Epilogue: We the People

In fewer than five hundred words, a document created a pragmatic but principled federal government. By establishing executive, legislative, and judicial branches of government through the muscle of representation, the U.S. Constitution restored the health and dignity of a revolutionized people.

With the skill of political surgeons, the delegates to the Philadelphia Convention designed a plan, known as the Connecticut Compromise, to safeguard small states but also put power in population. Two representatives from each state composed the U.S. Senate. The number of members in the U.S. House of Representatives was to be based on a state’s population. The U.S. Constitution is one of the greatest governmental remedies in history. Historian David Barton summarized the achievement this way: “The doctrines of scholars would meet with the practical necessities of an emerging nation, resulting in a balanced blend of pragmatism and principle the Constitution of the United States of America.”

The U.S. Constitution is the most tangible proof that the American Revolution was not merely a war. It was a change in the hearts and minds of the people. Gone was the sentiment of “Long live the king.” Replacing it was a preamble of the public will: “We the People of the United States.”

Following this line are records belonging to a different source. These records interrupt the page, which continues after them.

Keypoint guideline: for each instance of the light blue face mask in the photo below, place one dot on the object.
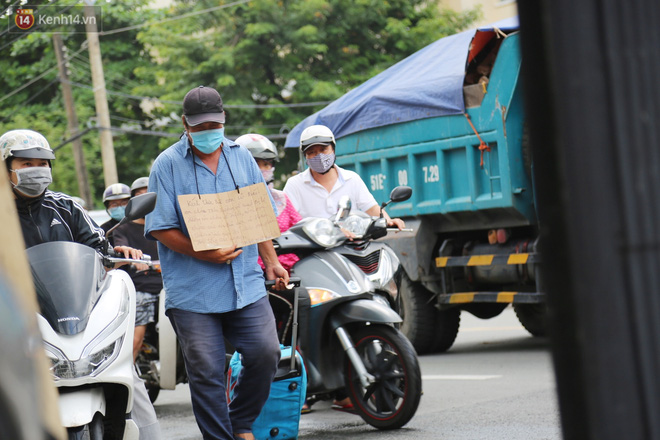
(117, 213)
(208, 141)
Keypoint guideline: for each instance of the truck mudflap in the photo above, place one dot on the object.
(510, 297)
(488, 260)
(492, 297)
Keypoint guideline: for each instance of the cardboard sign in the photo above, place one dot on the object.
(222, 220)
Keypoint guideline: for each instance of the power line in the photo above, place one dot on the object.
(13, 92)
(231, 106)
(27, 101)
(178, 17)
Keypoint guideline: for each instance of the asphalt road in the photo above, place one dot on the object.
(495, 383)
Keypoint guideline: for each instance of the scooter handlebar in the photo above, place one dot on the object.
(293, 282)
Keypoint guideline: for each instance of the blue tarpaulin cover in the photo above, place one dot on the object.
(426, 84)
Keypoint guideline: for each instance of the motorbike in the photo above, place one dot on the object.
(348, 333)
(86, 319)
(375, 258)
(160, 360)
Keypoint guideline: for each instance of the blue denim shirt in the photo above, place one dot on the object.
(192, 284)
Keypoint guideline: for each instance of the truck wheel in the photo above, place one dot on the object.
(533, 317)
(418, 315)
(446, 329)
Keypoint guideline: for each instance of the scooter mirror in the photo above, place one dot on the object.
(400, 193)
(140, 206)
(343, 208)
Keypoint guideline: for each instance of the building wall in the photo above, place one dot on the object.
(492, 10)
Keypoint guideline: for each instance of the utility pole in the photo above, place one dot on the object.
(78, 154)
(100, 98)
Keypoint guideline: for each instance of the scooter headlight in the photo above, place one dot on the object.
(356, 224)
(323, 232)
(95, 358)
(63, 368)
(319, 296)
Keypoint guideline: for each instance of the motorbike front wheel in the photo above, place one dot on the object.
(392, 399)
(92, 431)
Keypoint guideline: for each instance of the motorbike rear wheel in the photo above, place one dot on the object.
(392, 400)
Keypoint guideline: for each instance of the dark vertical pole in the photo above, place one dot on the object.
(78, 155)
(591, 70)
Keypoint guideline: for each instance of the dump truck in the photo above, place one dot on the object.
(448, 121)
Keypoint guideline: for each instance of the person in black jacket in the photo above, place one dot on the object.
(52, 216)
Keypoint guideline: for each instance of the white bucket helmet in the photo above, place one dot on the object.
(316, 134)
(25, 144)
(116, 191)
(260, 146)
(140, 182)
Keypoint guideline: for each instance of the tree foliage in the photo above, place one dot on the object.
(268, 58)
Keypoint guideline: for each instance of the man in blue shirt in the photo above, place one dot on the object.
(217, 293)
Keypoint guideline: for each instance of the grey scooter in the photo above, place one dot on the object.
(347, 335)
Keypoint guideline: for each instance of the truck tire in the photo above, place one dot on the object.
(418, 313)
(533, 317)
(446, 329)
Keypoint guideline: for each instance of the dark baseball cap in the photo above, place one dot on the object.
(203, 104)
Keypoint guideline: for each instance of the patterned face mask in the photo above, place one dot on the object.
(269, 175)
(321, 163)
(117, 213)
(32, 181)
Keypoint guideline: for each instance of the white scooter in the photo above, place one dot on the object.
(86, 320)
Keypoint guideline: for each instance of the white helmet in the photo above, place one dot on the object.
(116, 191)
(316, 134)
(26, 144)
(260, 146)
(140, 182)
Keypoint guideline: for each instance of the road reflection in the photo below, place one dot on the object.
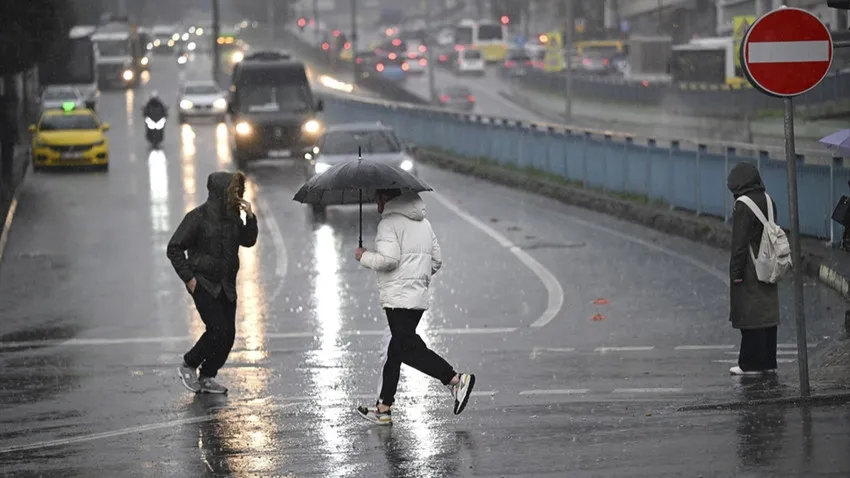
(327, 371)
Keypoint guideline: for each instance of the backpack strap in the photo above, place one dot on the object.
(757, 211)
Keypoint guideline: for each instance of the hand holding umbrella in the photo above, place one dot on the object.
(353, 178)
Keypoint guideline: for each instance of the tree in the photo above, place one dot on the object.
(28, 30)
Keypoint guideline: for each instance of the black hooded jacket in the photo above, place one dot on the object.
(754, 304)
(212, 234)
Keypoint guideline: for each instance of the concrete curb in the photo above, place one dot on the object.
(706, 230)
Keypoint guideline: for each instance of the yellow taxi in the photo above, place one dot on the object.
(69, 137)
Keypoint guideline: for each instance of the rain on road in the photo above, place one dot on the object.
(585, 333)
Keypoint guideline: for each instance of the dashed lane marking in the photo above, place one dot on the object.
(624, 349)
(120, 432)
(553, 287)
(563, 391)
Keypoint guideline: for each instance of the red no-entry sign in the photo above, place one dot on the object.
(786, 52)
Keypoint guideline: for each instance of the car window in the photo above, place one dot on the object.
(201, 90)
(370, 142)
(65, 122)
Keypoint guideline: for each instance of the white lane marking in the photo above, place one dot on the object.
(553, 287)
(268, 219)
(705, 347)
(575, 391)
(7, 224)
(735, 361)
(271, 335)
(624, 349)
(117, 433)
(787, 52)
(647, 390)
(720, 275)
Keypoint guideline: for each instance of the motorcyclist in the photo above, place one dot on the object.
(155, 108)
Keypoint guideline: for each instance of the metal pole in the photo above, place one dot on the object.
(216, 47)
(429, 53)
(791, 160)
(568, 46)
(316, 19)
(354, 40)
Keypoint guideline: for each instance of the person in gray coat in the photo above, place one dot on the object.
(754, 305)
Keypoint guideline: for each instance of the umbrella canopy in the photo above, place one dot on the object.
(356, 179)
(838, 141)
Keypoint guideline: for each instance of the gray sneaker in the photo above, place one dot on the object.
(208, 385)
(189, 377)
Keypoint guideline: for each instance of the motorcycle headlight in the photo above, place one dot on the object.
(322, 167)
(312, 127)
(243, 128)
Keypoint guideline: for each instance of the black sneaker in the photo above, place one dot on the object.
(376, 417)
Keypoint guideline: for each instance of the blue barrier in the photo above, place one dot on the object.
(689, 176)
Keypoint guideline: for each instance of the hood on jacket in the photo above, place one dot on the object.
(744, 178)
(409, 205)
(224, 189)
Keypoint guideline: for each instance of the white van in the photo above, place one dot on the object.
(470, 62)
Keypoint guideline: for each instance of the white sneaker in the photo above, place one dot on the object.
(462, 391)
(738, 371)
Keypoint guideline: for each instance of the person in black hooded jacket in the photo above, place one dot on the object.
(211, 234)
(754, 305)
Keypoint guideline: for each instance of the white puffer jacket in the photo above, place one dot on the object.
(406, 254)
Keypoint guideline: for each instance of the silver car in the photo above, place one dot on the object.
(54, 97)
(377, 142)
(201, 99)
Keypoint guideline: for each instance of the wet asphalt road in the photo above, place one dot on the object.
(93, 321)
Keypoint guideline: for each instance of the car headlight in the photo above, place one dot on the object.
(322, 167)
(312, 127)
(243, 128)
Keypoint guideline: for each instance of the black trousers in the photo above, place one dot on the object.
(407, 347)
(758, 349)
(219, 315)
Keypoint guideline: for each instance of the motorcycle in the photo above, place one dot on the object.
(155, 131)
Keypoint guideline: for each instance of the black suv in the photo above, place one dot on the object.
(272, 109)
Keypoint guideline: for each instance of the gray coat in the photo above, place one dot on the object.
(753, 304)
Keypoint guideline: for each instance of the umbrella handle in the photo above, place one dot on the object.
(360, 242)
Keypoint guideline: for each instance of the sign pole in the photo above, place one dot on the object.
(796, 255)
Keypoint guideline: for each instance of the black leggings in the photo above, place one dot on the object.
(758, 349)
(219, 315)
(407, 347)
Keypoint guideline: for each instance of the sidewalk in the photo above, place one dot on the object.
(656, 123)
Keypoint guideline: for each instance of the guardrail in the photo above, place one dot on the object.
(687, 175)
(692, 99)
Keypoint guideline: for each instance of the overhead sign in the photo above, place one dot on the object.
(787, 52)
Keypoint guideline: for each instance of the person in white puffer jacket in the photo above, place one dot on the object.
(406, 255)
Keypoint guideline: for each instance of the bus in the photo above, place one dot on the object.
(73, 64)
(491, 38)
(706, 61)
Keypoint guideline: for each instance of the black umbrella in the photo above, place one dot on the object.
(354, 178)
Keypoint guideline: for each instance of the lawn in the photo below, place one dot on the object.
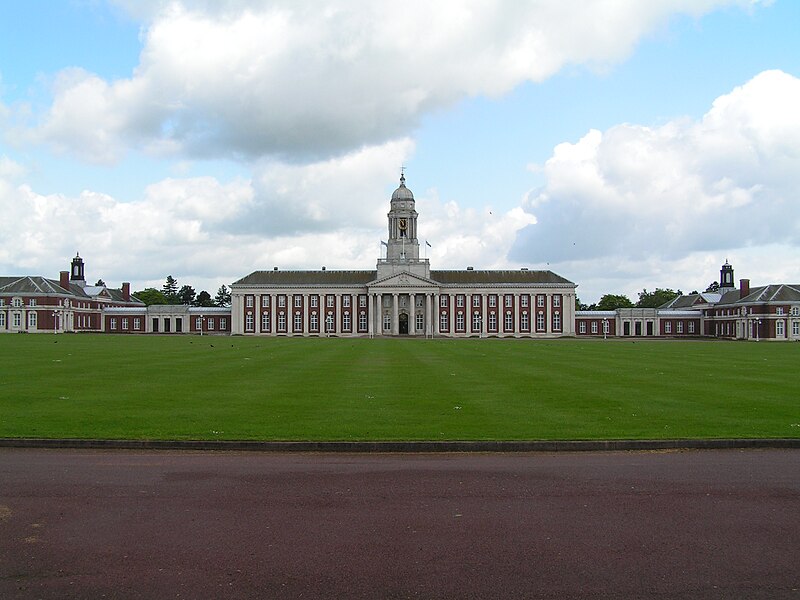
(189, 387)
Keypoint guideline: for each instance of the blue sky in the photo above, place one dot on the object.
(624, 149)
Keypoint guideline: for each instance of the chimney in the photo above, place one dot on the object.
(744, 288)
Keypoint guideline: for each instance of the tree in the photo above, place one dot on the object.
(223, 297)
(203, 299)
(656, 298)
(170, 290)
(613, 302)
(187, 294)
(151, 296)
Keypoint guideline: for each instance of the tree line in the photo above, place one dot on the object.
(170, 293)
(647, 299)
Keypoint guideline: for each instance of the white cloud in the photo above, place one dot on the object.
(720, 186)
(295, 79)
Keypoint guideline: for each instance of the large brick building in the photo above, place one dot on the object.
(403, 296)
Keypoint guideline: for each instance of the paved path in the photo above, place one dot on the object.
(92, 524)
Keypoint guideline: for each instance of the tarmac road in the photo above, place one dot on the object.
(138, 524)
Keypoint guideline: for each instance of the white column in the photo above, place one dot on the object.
(548, 313)
(451, 314)
(273, 318)
(305, 314)
(412, 319)
(395, 313)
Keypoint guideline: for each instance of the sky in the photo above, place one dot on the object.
(624, 145)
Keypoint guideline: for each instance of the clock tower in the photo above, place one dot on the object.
(402, 248)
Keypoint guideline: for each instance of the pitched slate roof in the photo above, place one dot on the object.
(35, 284)
(288, 278)
(490, 277)
(461, 277)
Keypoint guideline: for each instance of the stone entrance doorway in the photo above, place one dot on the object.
(403, 324)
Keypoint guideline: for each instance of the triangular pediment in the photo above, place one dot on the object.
(403, 280)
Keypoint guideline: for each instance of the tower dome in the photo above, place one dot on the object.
(402, 193)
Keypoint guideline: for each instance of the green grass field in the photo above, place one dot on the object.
(188, 387)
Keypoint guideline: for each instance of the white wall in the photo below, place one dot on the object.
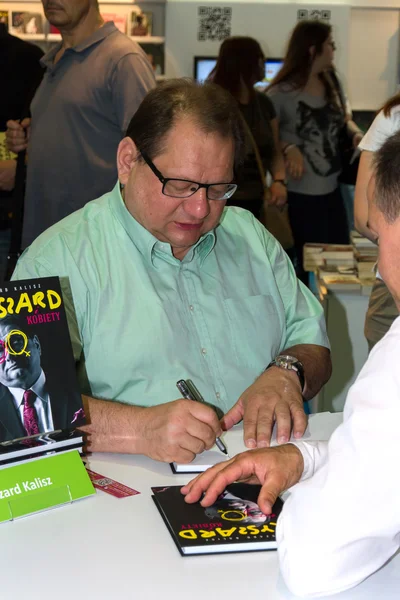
(351, 3)
(367, 40)
(372, 71)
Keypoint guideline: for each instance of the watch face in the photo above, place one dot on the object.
(285, 360)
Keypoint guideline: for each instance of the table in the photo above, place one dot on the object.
(105, 548)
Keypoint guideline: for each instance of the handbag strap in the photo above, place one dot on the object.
(334, 83)
(256, 154)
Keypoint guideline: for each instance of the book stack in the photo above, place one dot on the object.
(327, 255)
(40, 402)
(118, 20)
(234, 523)
(366, 255)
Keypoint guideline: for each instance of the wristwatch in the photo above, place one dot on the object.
(291, 363)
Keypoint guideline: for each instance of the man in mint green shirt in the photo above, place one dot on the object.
(169, 285)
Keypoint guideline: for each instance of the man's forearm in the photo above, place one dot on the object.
(317, 365)
(112, 426)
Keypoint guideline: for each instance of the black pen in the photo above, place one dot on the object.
(190, 392)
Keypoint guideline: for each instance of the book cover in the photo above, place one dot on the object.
(39, 390)
(118, 20)
(141, 23)
(234, 523)
(4, 18)
(26, 22)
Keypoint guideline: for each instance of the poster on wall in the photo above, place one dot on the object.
(313, 14)
(214, 23)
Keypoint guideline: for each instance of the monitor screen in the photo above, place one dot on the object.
(203, 65)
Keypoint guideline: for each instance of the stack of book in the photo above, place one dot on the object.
(327, 255)
(366, 255)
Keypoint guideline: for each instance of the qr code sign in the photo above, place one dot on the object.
(314, 15)
(214, 23)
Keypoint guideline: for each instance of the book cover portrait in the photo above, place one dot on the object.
(142, 23)
(234, 523)
(38, 385)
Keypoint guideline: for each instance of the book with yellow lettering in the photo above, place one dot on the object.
(39, 391)
(234, 523)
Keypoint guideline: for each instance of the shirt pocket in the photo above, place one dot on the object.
(257, 329)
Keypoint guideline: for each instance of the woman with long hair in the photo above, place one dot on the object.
(307, 98)
(239, 66)
(382, 309)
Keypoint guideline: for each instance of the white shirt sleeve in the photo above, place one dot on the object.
(343, 523)
(381, 129)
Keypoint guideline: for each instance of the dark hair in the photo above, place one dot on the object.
(238, 60)
(211, 107)
(387, 180)
(297, 64)
(389, 104)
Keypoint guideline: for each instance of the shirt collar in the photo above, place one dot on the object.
(38, 387)
(149, 246)
(100, 34)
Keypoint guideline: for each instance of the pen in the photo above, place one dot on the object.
(190, 392)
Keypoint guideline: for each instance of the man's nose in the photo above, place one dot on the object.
(198, 205)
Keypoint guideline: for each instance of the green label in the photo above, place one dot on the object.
(43, 483)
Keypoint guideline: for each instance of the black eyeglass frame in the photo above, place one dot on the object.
(165, 180)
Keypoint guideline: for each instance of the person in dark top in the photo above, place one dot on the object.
(311, 120)
(239, 66)
(21, 73)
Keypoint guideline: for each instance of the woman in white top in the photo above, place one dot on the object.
(381, 309)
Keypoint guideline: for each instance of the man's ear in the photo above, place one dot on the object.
(126, 156)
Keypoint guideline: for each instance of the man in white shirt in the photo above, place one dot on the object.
(341, 522)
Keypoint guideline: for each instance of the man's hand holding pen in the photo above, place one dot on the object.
(178, 430)
(274, 396)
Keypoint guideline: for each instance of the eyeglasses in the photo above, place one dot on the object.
(183, 188)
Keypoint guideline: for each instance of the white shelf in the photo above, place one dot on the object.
(30, 36)
(147, 39)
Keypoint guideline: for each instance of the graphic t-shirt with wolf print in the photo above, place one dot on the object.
(314, 126)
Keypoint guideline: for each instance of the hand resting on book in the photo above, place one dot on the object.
(276, 469)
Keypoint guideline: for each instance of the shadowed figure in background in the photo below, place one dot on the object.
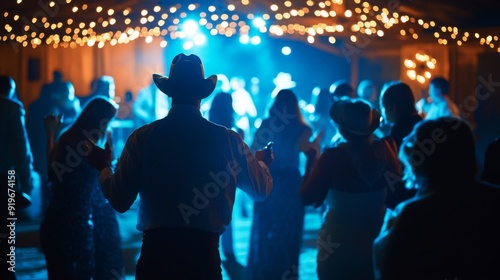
(16, 169)
(103, 86)
(491, 168)
(277, 226)
(221, 112)
(341, 89)
(55, 98)
(397, 105)
(185, 170)
(368, 92)
(441, 104)
(150, 105)
(351, 178)
(449, 230)
(79, 234)
(322, 123)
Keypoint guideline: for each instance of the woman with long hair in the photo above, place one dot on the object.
(353, 178)
(276, 236)
(79, 233)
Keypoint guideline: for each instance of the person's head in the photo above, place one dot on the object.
(286, 103)
(355, 119)
(186, 82)
(397, 102)
(7, 86)
(223, 83)
(105, 86)
(492, 163)
(439, 153)
(438, 88)
(221, 111)
(95, 117)
(367, 91)
(341, 89)
(67, 95)
(57, 76)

America had traded royalty for representation. Patriots had shed blood for the rights given them by their Creator. The recipe for victory required them to taste torture, terror, illness, death, financial ruin, fear, uncertainty, failure, and a thousand other bitter ingredients. What emerged was a government as practical as it was principled. Unity, not the singularity of monarchy, governed the people’s will.

The preamble continues, “in Order to form a more perfect Union.” Action followed this government of the people. The Stamp Act’s disbandment of the courts and Thomas Paine’s common sense quietly echo from the words “establish Justice.” Lexington, Concord, Cowpens, Charleston, Newport, and Yorktown whisper “insure domestic Tranquility.”

Footprints of giants such as Henry Knox, Nathanael Greene, the Marquis de Lafayette, and John Paul Jones along with pathfinders Jonathan Trumbull, Alexander Scammell, and other lesser-known soldiers carved the path to “provide for the common defence.”

John Hancock, Samuel Adams, Benjamin Franklin, John Adams, Thomas Jefferson, and James Madison legislated and negotiated the way to “promote the general Welfare.”

The leadership, modesty, manners, and nimbleness of George Washington, who understood the fate of “unborn millions” was at stake, served to “secure the Blessings of Liberty to ourselves and our Posterity.”

All these worked together to turn patriots into a people who did “ordain and establish this Constitution for the United States of America.”

“This radical change in the principles, opinions, sentiments, and affections of the people was the real American Revolution,” reflected John Adams.

And indeed, a change of heart, mind, and spirit was the Revolution.


Thank you for providing the U.S. Constitution. May righteousness thrive in the government and the people.

“He who pursues righteousness and love finds life, prosperity and honor”

(Proverbs 21:21).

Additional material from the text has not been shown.